One 19-year-old recently developed a roasted caramel tart after being given ingredients and guidance on how to test and improve a recipe.
“It is not OK. It is not just good. It is absolutely sublime,” Halmagyi said.
“He is creative and committed to learning.”
The bakery has also developed a two-strand turmeric challah to help trainees with limited vision or difficulty with manual dexterity.
Half the dough is coloured yellow, making it easier to follow and match the strands during braiding.
Halmagyi said a new 19-year-old trainee named Sarah had braided 65 loaves in one day using the method.
“They were immaculate,” he said.
“You could put them in any bakery in Australia.”
He said the success of the method showed why training should be adapted to each person’s abilities rather than imposing a single way of working.

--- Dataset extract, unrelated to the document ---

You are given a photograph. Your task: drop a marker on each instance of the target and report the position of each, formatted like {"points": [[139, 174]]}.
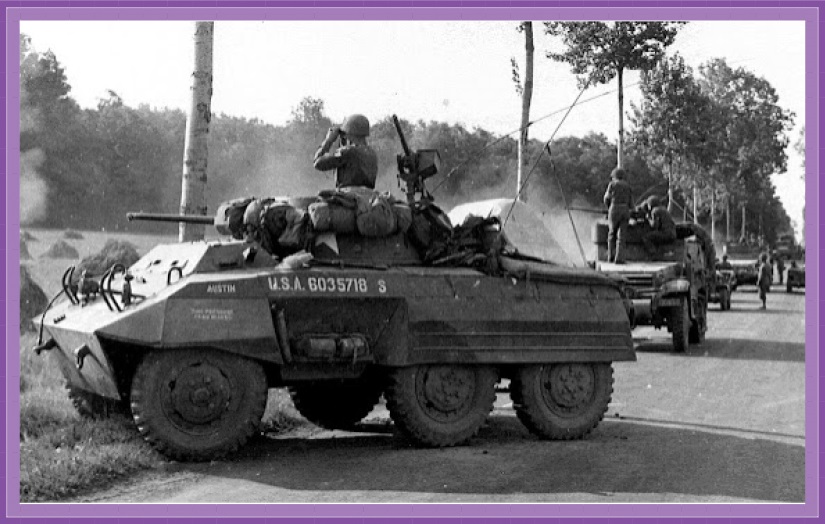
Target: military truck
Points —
{"points": [[671, 286], [189, 339]]}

“Stop telling young people, particularly young people with disability, no,” he said.
“Meet them where they are and provide the support that lets them do it correctly.”

Halmagyi said even a small change to a recipe or production process could produce professional-quality results.
“If that means changing the flavour profile of one of your products, isn’t that the shortest way to go from where you are to excellence?” he said.
A flyer handed to customers on the bakery’s final day carried the headline, “It’s not goodbye.”
“Together, we will continue to grow, serve and build community for many years to come,” it said.
Halmagyi said the strong turnout on the final day reflected the community’s affection for the trainees and their work.
“What you’re seeing here today is the community coming together to celebrate what these kids do,” he told JWire.
“None of us really wanted to have to move. It’s happening, but there is so much community support.”
Rabbi Sender Kavka, who co-founded Sydney Friendship Circle with his wife, Chana, in

2007, and now serves as its CEO, told JWire the move to Nefesh would create new opportunities, including group challah bakes in the synagogue hall.
Halmagyi said he was confident the bakery would soon find a permanent home.
“We will end up in a new, bigger and more retail-friendly space,” he told JWire. “With the incredible turnout and community support, that will solve itself in the next few weeks.”